Masquerading as a movie, Michael Bay's latest sci-fi extravaganza is an almost three-hour-long video game, relentlessly promoting Has-

bro toys and what-turns-out-to-be disgruntled Chinese sponsors.

It begins with alien spaceships attacking dinosaurs. Eons later, an officious blonde scientist is in the Arctic, inspecting the metallic remains of a Dinobot, declaring that it will change our view of the history of the world. Then there's a perfectly coiffed, exquisitely made-up "schoolgirl," clad in short shorts, opening mail on a farm in the Midwest and a government agent declaring that all Transformers must be wiped out. These scenes are disjointed and disconnected, as are most that follow.

Thinking he's buying scrap metal, a Texas inventor, Cade Yeager (Mark Wahlberg), acquires a battered, old truck which turns out to be the badly injured Autobot leader, intrepid Optimus Prime (voiced by Peter Cullen, who has been lending his stentorian tones to the cartoon series since 1984). Widower Yeager is raising a rebellious 17-year-old daughter, Tessa (Nicola Peltz), who, not surprisingly, has a race car-driving boyfriend, Shane (Jack Reynor). Meanwhile, there's this scientist (Stanley Tucci), working for a nasty Black Ops bully (Kelsey Grammer) and a subversive "seed" origin story about Dinobots being created as weapons by ancient Autobots. The newest mechanical villain is Galvetron, created from the remains of Megatron, the evil Decepticon destroyed in 2011's "Dark of the Moon."

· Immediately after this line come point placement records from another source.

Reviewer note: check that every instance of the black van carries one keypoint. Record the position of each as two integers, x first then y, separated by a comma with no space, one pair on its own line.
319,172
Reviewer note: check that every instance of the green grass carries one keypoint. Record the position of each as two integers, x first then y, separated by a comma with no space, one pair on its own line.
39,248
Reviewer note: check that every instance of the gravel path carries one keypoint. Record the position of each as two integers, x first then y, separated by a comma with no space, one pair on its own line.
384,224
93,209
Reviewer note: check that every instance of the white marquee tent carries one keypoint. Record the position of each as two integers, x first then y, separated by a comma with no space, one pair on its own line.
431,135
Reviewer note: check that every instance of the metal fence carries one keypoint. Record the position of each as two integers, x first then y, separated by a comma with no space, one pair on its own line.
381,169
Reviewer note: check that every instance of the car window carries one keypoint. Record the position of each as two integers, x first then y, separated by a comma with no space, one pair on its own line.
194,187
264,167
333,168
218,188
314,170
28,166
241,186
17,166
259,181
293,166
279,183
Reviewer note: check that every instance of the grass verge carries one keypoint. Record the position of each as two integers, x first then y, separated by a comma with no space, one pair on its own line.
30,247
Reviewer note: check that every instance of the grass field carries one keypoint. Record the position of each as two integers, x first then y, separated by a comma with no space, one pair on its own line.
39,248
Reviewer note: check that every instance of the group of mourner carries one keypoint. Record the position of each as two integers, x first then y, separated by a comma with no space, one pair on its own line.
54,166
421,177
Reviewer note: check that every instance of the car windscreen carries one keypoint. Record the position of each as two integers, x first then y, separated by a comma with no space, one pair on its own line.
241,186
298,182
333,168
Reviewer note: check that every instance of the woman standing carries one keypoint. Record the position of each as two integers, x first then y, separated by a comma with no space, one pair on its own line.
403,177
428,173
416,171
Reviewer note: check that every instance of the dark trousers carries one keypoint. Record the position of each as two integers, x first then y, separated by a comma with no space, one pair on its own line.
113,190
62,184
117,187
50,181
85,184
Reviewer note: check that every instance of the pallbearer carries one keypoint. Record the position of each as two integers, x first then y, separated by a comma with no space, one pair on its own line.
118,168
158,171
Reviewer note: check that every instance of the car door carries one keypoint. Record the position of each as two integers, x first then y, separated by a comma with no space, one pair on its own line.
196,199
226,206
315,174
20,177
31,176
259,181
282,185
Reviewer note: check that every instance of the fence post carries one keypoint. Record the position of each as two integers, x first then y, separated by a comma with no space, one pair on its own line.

Illogically scripted by Ehren Kruger and self-indulgently directed by Bay, this fourth installment in the "Transformers" series is completely incoherent and filled with massive explosions, which demolition experts who work on his movies refer to as "Bayhem."

If you opt for 3-D, you're lavishly showered with splintered metal debris, accompanied by deafening noise.

On the plus side, Industrial Light & Magic's CGI robotic shape-shifting is seamless, and Mark Walhberg is a far more appealing protagonist than Shia LaBeouf, who propelled previous films.

On the Granger Movie Gauge of 1 to 10, "Transformers: Age of Extinction" is an abysmal 2. Unless you're really into techie toys, it's excruciating to watch -- a tortuous endurance test.